Memulung Durian Runtuh Sibolangit

By , Kamis, 21 November 2013 | 13:17 WIB

Pasta Sembiring menuntun langkah kami petang itu. Redup hari menjelang magrib kian pekat saat kami memasuki kebun bertajuk lebat di Batu Layang, Sibolangit. “Tidak jauh, hanya sepuluh menit,” ujar Pasta. Kami tak bisa menebak seberapa jauh kebun milik lelaki berkulit gelap ini.

Sementara kami terengah-engah, “Masih lima belas menit lagi,” katanya. Kami terkesiap, bayangan tubuh akan berpeluh-peluh melintas di benak kami.

Dia agaknya sedang berkelakar. Hanya beberapa langkah di depan kami, samar-samar nampak sebuah gubuk sederhana. Pasta menyibaki barang-barang di gubuknya itu. Sesuatu yang dicarinya tak ada. Tak seberapa lama, satu butir durian dia temukan.

“Tadi ada keluarga berkunjung, sebagian kita bagi-bagi. Kita bisa cari lagi,” paparnya sambil bergegas mencari durian runtuh. Dua buah durian yang telah berlubang dia bawa. Durian hasil seleksi binatang dijamin matang.

Remang senja kembali menelan tubuhnya, Pasta masih penasaran untuk memulung durian. “Kita tak beruntung,” teriak Pasta yang kembali hanya dengan sebutir durian. Empat buah durian sudah cukup buat kami.
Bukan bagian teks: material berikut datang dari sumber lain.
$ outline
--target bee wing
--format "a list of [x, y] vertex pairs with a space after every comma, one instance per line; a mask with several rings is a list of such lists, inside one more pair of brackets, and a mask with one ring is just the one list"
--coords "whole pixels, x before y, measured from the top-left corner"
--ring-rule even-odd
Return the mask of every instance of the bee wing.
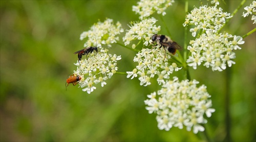
[[163, 46], [166, 47], [170, 47], [179, 50], [182, 50], [182, 47], [181, 47], [177, 42], [175, 41], [173, 41], [172, 42], [162, 42], [162, 44], [163, 45]]
[[78, 53], [81, 52], [81, 51], [83, 51], [83, 52], [84, 52], [84, 50], [86, 50], [86, 48], [82, 49], [82, 50], [79, 50], [79, 51], [76, 51], [76, 52], [75, 52], [74, 53], [74, 54], [77, 54], [77, 53]]

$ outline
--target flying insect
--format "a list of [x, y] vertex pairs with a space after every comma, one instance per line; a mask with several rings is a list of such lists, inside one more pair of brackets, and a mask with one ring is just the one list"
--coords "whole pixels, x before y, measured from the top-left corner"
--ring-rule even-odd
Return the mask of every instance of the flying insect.
[[98, 52], [97, 47], [92, 47], [90, 46], [82, 50], [77, 51], [74, 52], [74, 54], [78, 54], [77, 56], [78, 57], [78, 61], [80, 61], [82, 59], [82, 56], [83, 55], [86, 55], [86, 58], [87, 58], [87, 55], [89, 53], [92, 53], [93, 51], [95, 50], [96, 52]]
[[177, 42], [172, 40], [167, 36], [154, 34], [151, 37], [151, 39], [152, 40], [152, 43], [154, 44], [156, 42], [156, 44], [153, 45], [153, 46], [160, 46], [159, 48], [163, 47], [165, 52], [167, 49], [172, 55], [175, 55], [177, 50], [182, 49], [182, 48]]
[[[76, 76], [75, 75], [76, 75]], [[67, 79], [67, 82], [66, 82], [66, 90], [67, 90], [67, 88], [70, 83], [72, 83], [74, 86], [75, 86], [78, 83], [78, 81], [81, 80], [82, 77], [77, 74], [73, 74], [69, 76], [69, 77]], [[67, 84], [68, 83], [68, 84]]]

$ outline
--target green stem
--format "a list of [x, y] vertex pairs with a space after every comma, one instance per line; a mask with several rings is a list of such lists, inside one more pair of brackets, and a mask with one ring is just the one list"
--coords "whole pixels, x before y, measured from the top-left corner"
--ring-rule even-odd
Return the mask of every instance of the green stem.
[[254, 32], [255, 31], [256, 31], [256, 27], [254, 28], [253, 30], [251, 30], [251, 31], [250, 31], [249, 33], [248, 33], [247, 34], [245, 34], [244, 36], [243, 36], [242, 37], [242, 38], [244, 39], [245, 38], [245, 37], [246, 37], [247, 36], [250, 35], [250, 34], [252, 34], [253, 32]]
[[202, 126], [204, 127], [204, 131], [203, 132], [203, 134], [206, 139], [206, 141], [213, 141], [212, 139], [210, 138], [208, 134], [207, 131], [206, 131], [206, 128], [205, 128], [205, 125], [204, 125], [204, 124], [202, 124]]
[[164, 20], [163, 19], [163, 16], [162, 15], [160, 15], [160, 18], [161, 20], [162, 21], [162, 22], [163, 23], [164, 27], [165, 28], [165, 29], [167, 31], [167, 32], [168, 33], [168, 36], [170, 38], [170, 39], [172, 39], [172, 35], [170, 35], [170, 31], [169, 31], [169, 29], [168, 28], [168, 26], [167, 26], [166, 24], [164, 22]]
[[188, 79], [189, 81], [191, 80], [191, 76], [188, 67], [186, 67], [186, 68], [185, 68], [185, 78]]
[[133, 50], [133, 51], [135, 51], [135, 52], [139, 52], [139, 51], [140, 51], [139, 50], [137, 50], [137, 49], [133, 49], [133, 48], [132, 48], [128, 47], [126, 46], [125, 45], [124, 45], [124, 44], [122, 44], [120, 43], [119, 43], [119, 42], [117, 42], [117, 43], [116, 43], [116, 44], [118, 44], [118, 45], [119, 45], [120, 46], [122, 46], [122, 47], [124, 47], [124, 48], [127, 48], [127, 49], [130, 49], [130, 50]]
[[[185, 13], [187, 13], [188, 11], [188, 1], [186, 1], [185, 3]], [[184, 33], [184, 61], [185, 62], [187, 60], [187, 26], [185, 26], [185, 30]], [[186, 64], [186, 63], [185, 63]]]
[[[244, 0], [243, 1], [242, 1], [242, 2], [240, 3], [240, 5], [238, 6], [238, 7], [234, 10], [234, 12], [233, 12], [233, 13], [232, 13], [232, 14], [231, 14], [231, 17], [233, 17], [234, 14], [236, 14], [236, 13], [237, 13], [237, 12], [238, 11], [238, 10], [242, 7], [242, 6], [244, 4], [244, 3], [245, 3], [246, 1], [246, 0]], [[221, 27], [221, 28], [220, 29], [220, 30], [219, 30], [218, 31], [217, 31], [217, 33], [219, 33], [219, 32], [220, 32], [221, 29], [222, 29], [222, 28], [226, 25], [227, 24], [228, 22], [229, 21], [229, 20], [230, 20], [231, 18], [229, 18], [229, 19], [227, 19], [227, 20], [226, 21], [226, 22], [224, 23], [223, 25], [223, 26], [222, 27]]]

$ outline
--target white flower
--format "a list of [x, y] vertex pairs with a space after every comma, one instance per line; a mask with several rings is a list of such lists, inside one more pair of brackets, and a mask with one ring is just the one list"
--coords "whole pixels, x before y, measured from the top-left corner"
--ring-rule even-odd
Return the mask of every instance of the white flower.
[[183, 26], [189, 24], [196, 25], [189, 31], [193, 37], [195, 37], [197, 32], [200, 31], [201, 29], [207, 32], [217, 32], [223, 26], [222, 24], [225, 22], [225, 19], [231, 17], [230, 13], [223, 12], [222, 9], [216, 7], [219, 5], [218, 1], [212, 1], [211, 3], [216, 4], [215, 7], [204, 5], [199, 8], [195, 8], [191, 11], [191, 13], [186, 16]]
[[[143, 44], [147, 46], [151, 37], [160, 31], [161, 26], [157, 27], [155, 23], [157, 20], [154, 17], [144, 19], [140, 22], [133, 22], [130, 29], [127, 30], [125, 36], [123, 37], [124, 45], [130, 44], [131, 41], [134, 40], [142, 40]], [[133, 46], [133, 48], [136, 48]]]
[[252, 15], [251, 16], [251, 20], [253, 21], [253, 24], [256, 24], [256, 1], [253, 1], [249, 6], [245, 7], [244, 10], [246, 12], [243, 12], [242, 16], [244, 17], [248, 16], [249, 15]]
[[203, 131], [201, 124], [207, 123], [204, 114], [210, 117], [215, 111], [211, 107], [210, 95], [206, 87], [199, 87], [199, 82], [194, 80], [178, 80], [176, 77], [173, 80], [163, 83], [161, 90], [147, 95], [144, 101], [146, 109], [150, 113], [156, 112], [159, 129], [168, 131], [172, 127], [180, 129], [186, 126], [188, 131], [193, 129], [194, 133]]
[[[84, 43], [84, 46], [86, 47], [97, 45], [99, 48], [101, 48], [101, 44], [111, 47], [111, 44], [116, 43], [117, 41], [119, 40], [117, 35], [122, 32], [123, 32], [123, 29], [119, 22], [115, 25], [112, 19], [106, 19], [103, 22], [99, 21], [94, 24], [89, 31], [83, 32], [80, 36], [80, 39], [82, 40], [88, 38]], [[93, 44], [95, 42], [95, 40], [98, 45]]]
[[174, 71], [182, 68], [179, 68], [176, 63], [171, 63], [168, 60], [172, 58], [172, 55], [167, 53], [165, 56], [165, 53], [163, 48], [142, 49], [134, 59], [138, 65], [133, 71], [126, 72], [127, 77], [132, 77], [133, 79], [138, 76], [140, 85], [146, 86], [151, 84], [150, 79], [157, 75], [158, 84], [161, 84]]
[[228, 33], [207, 32], [189, 43], [191, 46], [188, 46], [187, 49], [191, 54], [186, 61], [189, 66], [196, 69], [203, 63], [207, 68], [211, 67], [212, 71], [222, 71], [226, 69], [226, 64], [230, 67], [236, 64], [231, 60], [236, 58], [232, 50], [241, 49], [239, 45], [244, 41], [242, 37]]
[[116, 73], [118, 68], [117, 61], [121, 60], [120, 56], [108, 53], [108, 50], [101, 48], [95, 54], [89, 54], [87, 59], [81, 60], [75, 65], [77, 66], [74, 74], [79, 74], [85, 79], [79, 83], [82, 90], [88, 94], [96, 89], [94, 84], [100, 82], [101, 87], [106, 84], [105, 81]]
[[165, 10], [172, 3], [174, 3], [174, 0], [168, 1], [141, 1], [137, 2], [137, 6], [133, 6], [133, 11], [139, 14], [139, 18], [141, 20], [145, 17], [149, 17], [157, 12], [157, 14], [165, 15]]

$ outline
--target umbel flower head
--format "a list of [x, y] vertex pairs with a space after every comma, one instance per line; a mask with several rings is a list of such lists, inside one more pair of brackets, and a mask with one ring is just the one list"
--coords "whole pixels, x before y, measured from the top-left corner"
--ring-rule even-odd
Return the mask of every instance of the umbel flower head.
[[168, 62], [172, 56], [167, 53], [165, 56], [163, 48], [142, 49], [133, 60], [138, 63], [138, 65], [133, 71], [126, 72], [127, 78], [131, 77], [133, 79], [139, 76], [140, 84], [146, 86], [151, 84], [151, 78], [157, 76], [158, 84], [161, 84], [174, 71], [180, 70], [181, 67], [178, 68], [176, 63]]
[[137, 2], [137, 6], [133, 6], [133, 11], [140, 15], [139, 18], [141, 20], [148, 17], [155, 12], [157, 14], [165, 15], [165, 10], [174, 3], [174, 0], [168, 1], [140, 1]]
[[245, 17], [248, 16], [249, 14], [252, 15], [251, 20], [253, 21], [253, 24], [256, 24], [256, 1], [253, 1], [249, 6], [246, 7], [244, 9], [246, 12], [243, 12], [242, 16]]
[[121, 60], [121, 56], [108, 53], [109, 50], [102, 48], [97, 54], [88, 55], [88, 59], [82, 60], [75, 65], [77, 69], [74, 73], [82, 76], [79, 82], [79, 86], [84, 88], [83, 91], [91, 93], [96, 88], [95, 84], [100, 83], [103, 87], [106, 84], [105, 81], [116, 73], [118, 69], [117, 61]]
[[84, 88], [82, 91], [90, 94], [96, 89], [94, 86], [98, 83], [103, 87], [106, 84], [105, 81], [116, 73], [117, 61], [121, 60], [121, 56], [108, 53], [109, 50], [101, 46], [102, 44], [111, 47], [111, 44], [119, 40], [117, 35], [123, 32], [119, 22], [115, 25], [112, 19], [106, 19], [103, 22], [99, 21], [94, 24], [89, 31], [81, 34], [80, 40], [89, 38], [84, 47], [98, 46], [96, 47], [101, 49], [98, 49], [99, 51], [95, 54], [93, 52], [87, 54], [87, 58], [75, 64], [77, 67], [74, 73], [82, 77], [79, 83], [79, 87]]
[[205, 5], [191, 11], [191, 13], [186, 16], [183, 26], [196, 25], [189, 30], [195, 37], [201, 29], [207, 32], [216, 33], [223, 26], [222, 24], [226, 22], [225, 19], [231, 17], [230, 14], [223, 12], [221, 8]]
[[132, 40], [143, 40], [143, 44], [147, 46], [151, 37], [161, 30], [160, 26], [157, 27], [155, 25], [157, 21], [155, 18], [152, 17], [132, 23], [129, 26], [130, 29], [127, 30], [125, 36], [123, 37], [124, 45], [126, 46], [130, 44]]
[[95, 23], [89, 31], [83, 32], [80, 36], [80, 39], [82, 40], [88, 38], [84, 47], [95, 46], [93, 45], [95, 42], [95, 39], [98, 46], [103, 44], [111, 47], [111, 44], [116, 43], [117, 41], [119, 40], [117, 35], [122, 32], [123, 32], [123, 29], [119, 22], [114, 24], [112, 19], [106, 19], [103, 22], [99, 21]]
[[157, 114], [158, 127], [160, 130], [168, 131], [172, 127], [187, 131], [193, 129], [194, 133], [204, 131], [201, 124], [207, 123], [204, 118], [210, 117], [215, 109], [211, 108], [211, 97], [206, 87], [197, 87], [199, 82], [184, 80], [180, 82], [177, 77], [173, 80], [163, 83], [162, 89], [147, 95], [144, 101], [150, 113]]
Sepanjang hari itu, perut kami sudah sesak dengan durian. Lambung telah panas, namun lidah tak bisa menolak rasa manis bercampur pahit buah berkulit duri itu. Cita rasa durian Sibolangit mengalahkan aromanya yang sering dianggap mengganggu oleh banyak orang.

Buah beraroma khas ini membawa berkah, menggerakkan ekonomi sebagian warga Deliserdang. Ketika panen tiba, durian memancing tawa bahagia.

Selain dijual di tepi jalan raya Sibolangit, durian menyebar turun ke Medan, Tanjung Morawa, Lubuk Pakam dan sekitarnya. Bahkan, jejak durian sampai ke Ibukota Jakarta. Rumah makan Woong Rame di Tanjung Morawa misalnya, melayani pengiriman durian ke Jakarta. “Satu kardus seberat 25 kilogram, kira-kira berisi 15 durian,” ujar pengelola restoran sembari melirik tumpukan kardus yang siap diisi durian. “Harganya, 650 ribu rupiah, sudah sampai Jakarta.”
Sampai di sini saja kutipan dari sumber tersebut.